We found a statistically significant difference in the number of job offers between IMG and USMG fellows (p<0.05). USMGs were more likely to report receiving 1 to 3 job offers (80.0% vs. 53.1%), and IMGs were slightly more likely to report receiving no job offers (6.2% vs. 4.0%). On the other hand, all of the fellows who received over 10 job offers were IMGs.

We found no statistically significant differences in the number of job offers between male and female fellows (p=0.94).

Difficulty Finding a Satisfactory Position

A majority of respondents (53.1%) who had searched for jobs reported having difficulty finding a satisfactory position (Exhibit 13). We found a statistically significant difference between IMG and USMG fellows’ reports of difficulty finding a position (p<0.01): while 70.0% of IMGs reported having difficulty finding a position they were satisfied with, only 26.0% of USMGs reported having difficulty. For USMGs, there was a major improvement between 2015 and 2016 with the percent reporting a difficult time dropping from 43.4% in 2015 to 26% in 2016.
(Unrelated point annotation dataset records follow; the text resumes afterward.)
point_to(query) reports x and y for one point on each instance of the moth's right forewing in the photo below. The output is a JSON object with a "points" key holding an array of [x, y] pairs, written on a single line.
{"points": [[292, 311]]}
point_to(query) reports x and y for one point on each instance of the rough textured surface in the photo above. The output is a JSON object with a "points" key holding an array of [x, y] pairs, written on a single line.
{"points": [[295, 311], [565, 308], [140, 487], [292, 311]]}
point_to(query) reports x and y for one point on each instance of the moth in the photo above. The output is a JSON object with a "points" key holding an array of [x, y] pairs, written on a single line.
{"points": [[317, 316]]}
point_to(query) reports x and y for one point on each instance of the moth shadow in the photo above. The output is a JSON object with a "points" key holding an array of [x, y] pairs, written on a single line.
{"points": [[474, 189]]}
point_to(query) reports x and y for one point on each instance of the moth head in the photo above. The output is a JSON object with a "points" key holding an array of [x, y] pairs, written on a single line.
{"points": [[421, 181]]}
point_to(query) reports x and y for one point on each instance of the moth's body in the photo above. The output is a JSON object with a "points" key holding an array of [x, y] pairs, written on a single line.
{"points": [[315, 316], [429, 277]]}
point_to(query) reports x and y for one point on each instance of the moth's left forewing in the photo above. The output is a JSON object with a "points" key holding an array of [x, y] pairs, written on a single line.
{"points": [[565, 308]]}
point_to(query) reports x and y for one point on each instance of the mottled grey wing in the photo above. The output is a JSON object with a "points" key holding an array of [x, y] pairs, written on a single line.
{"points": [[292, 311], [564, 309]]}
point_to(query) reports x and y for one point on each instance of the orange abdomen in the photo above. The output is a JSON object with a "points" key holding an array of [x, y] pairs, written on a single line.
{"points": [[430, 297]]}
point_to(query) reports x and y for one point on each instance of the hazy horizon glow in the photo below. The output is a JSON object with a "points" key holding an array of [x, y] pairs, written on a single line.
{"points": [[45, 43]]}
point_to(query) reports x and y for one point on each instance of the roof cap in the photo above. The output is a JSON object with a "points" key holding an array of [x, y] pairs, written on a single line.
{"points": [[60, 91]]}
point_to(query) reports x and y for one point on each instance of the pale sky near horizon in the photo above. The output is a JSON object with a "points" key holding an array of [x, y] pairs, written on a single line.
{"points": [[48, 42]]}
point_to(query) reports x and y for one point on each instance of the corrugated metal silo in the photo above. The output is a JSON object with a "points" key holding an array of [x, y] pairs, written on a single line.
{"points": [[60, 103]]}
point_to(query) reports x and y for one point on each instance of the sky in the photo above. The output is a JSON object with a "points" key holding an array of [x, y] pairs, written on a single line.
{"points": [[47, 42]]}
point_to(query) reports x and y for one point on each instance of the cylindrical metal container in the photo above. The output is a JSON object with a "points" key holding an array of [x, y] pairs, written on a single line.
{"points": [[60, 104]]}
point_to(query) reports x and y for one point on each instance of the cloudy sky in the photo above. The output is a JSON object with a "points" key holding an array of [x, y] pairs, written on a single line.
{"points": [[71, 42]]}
We found no statistically significant difference in reports of difficulty finding a position between male and female fellows (p=0.91).

Reasons for Difficulty

Among the fellows who reported difficulty finding a satisfactory position, the top 3 most frequently cited reasons were consistent from 2015 to 2016. The reasons most frequently cited by 2016 fellows were lack of jobs/ practice opportunities that meet visa status requirements (27.5%), lack of jobs/practice opportunities in desired locations and inadequate salary/compensation (26.1% each).

We found a statistically significant difference in reasons for difficulty finding a position between IMG and USMG fellows (p<0.01). IMGs were more likely than USMGs to cite lack of jobs that meet visa requirements (33.9% vs. 0%) and inadequate salary/compensation (28.6% vs. 15.4%). USMGs were more likely than IMGs to cite overall lack of jobs (23.1% vs. 1.8%) and lack of jobs in desired locations (38.5% vs. 23.2%). (In 2015 IMGs were more likely to cite lack of jobs in desired locations and USMGs were more likely to cite inadequate salary/compensation.)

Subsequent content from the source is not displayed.